During an interview with CNN’s Who’s Talking to Chris Wallace, the Avatar director reacted to his Titanic where Cameron shouted, “I’m the king of the world!”
Now, the Oscar winner admitted that the moment was “cringe-worthy,” adding, “I was trying to express the joy and excitement that I was feeling in terms of that movie, and the most joyful moment for the character.”
The 68-year-old explained, “What I learned is, you don’t quote your own movie if you win.
Because it’s cringeworthy. It makes the assumption that you didn’t win by a narrow margin but that every single person sitting in the audience on that night at the Kodak Theatre saw and loved Titanic.

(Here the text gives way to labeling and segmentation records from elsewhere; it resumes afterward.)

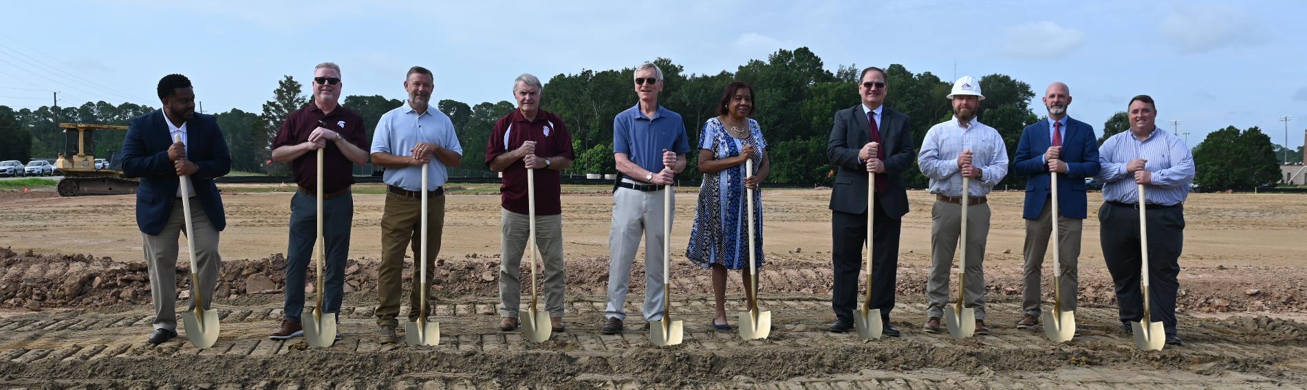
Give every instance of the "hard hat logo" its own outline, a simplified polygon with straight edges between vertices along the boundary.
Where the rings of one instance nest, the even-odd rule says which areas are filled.
[[[962,76],[953,82],[953,92],[949,93],[948,98],[953,99],[955,96],[974,96],[979,101],[984,99],[984,94],[980,94],[980,84],[971,76]]]

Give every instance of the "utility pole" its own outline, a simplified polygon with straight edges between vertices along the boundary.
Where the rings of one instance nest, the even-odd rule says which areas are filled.
[[[1285,164],[1289,164],[1289,120],[1294,120],[1294,116],[1280,116],[1280,122],[1285,123]]]

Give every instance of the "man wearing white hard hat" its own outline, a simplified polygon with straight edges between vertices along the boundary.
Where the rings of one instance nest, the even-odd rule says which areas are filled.
[[[949,272],[962,228],[962,191],[967,199],[966,292],[963,306],[975,309],[975,335],[988,335],[984,326],[984,245],[989,236],[989,204],[985,196],[1008,174],[1008,147],[993,127],[976,120],[984,96],[980,82],[962,76],[953,82],[953,118],[925,132],[918,165],[931,178],[931,275],[925,284],[928,317],[924,331],[937,334],[949,304]],[[962,178],[970,179],[968,188]]]

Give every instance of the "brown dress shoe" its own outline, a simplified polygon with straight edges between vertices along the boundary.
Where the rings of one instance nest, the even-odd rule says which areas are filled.
[[[518,330],[518,319],[512,317],[505,317],[499,321],[499,330],[514,331]]]
[[[273,340],[285,340],[302,335],[305,335],[305,328],[299,322],[282,319],[281,327],[278,327],[277,331],[272,332],[268,338]]]
[[[609,317],[608,322],[604,322],[604,327],[599,332],[605,335],[616,335],[622,331],[622,321],[617,317]]]
[[[940,334],[940,318],[931,317],[925,321],[925,326],[923,326],[921,330],[928,334]]]
[[[382,331],[376,335],[376,342],[382,344],[395,343],[395,327],[389,325],[383,325]]]
[[[1031,314],[1021,315],[1021,321],[1017,321],[1017,328],[1035,328],[1039,326],[1039,317]]]

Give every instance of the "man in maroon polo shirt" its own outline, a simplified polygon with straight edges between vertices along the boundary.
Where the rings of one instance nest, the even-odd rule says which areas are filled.
[[[571,135],[563,119],[540,110],[540,79],[529,73],[512,82],[518,109],[499,118],[486,143],[486,165],[503,173],[502,221],[499,238],[499,328],[518,328],[521,281],[518,280],[521,255],[529,236],[527,169],[535,169],[536,247],[545,263],[545,310],[553,331],[563,331],[563,219],[558,171],[571,166]]]
[[[340,106],[340,67],[322,63],[314,68],[312,103],[286,116],[272,141],[272,160],[290,162],[299,190],[290,198],[290,246],[286,249],[286,305],[281,327],[269,338],[285,340],[303,335],[299,314],[305,309],[305,267],[318,239],[318,149],[323,156],[323,245],[327,272],[323,313],[340,313],[345,287],[349,229],[354,221],[353,164],[367,164],[367,132],[363,116]],[[340,335],[337,335],[337,339]]]

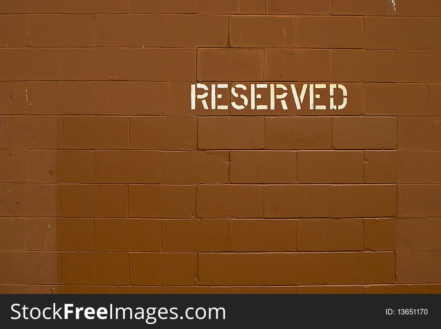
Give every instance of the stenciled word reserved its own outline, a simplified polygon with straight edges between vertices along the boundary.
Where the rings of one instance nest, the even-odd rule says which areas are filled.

We’ll never know how much we won by, but it might not have been a landslide at all. I took flack for all 25 years after that, but you know, you live, and you learn. I think what was interpreted as arrogance or a big *******, I-told-you-so’ wasn’t what was in my head at all.”
Cameron concluded with a joke alluding to Sally Field’s infamous, “I can’t deny the fact that you like me. Right now, you like me!” acceptance speech in 1985 (frequently misquoted as “You like me, you really like me!”) when she won for Places in the Heart.
“You do have to be careful what you say in your acceptance speech. Me and Sally Field, we have a little self-help group together on this,” Cameron said.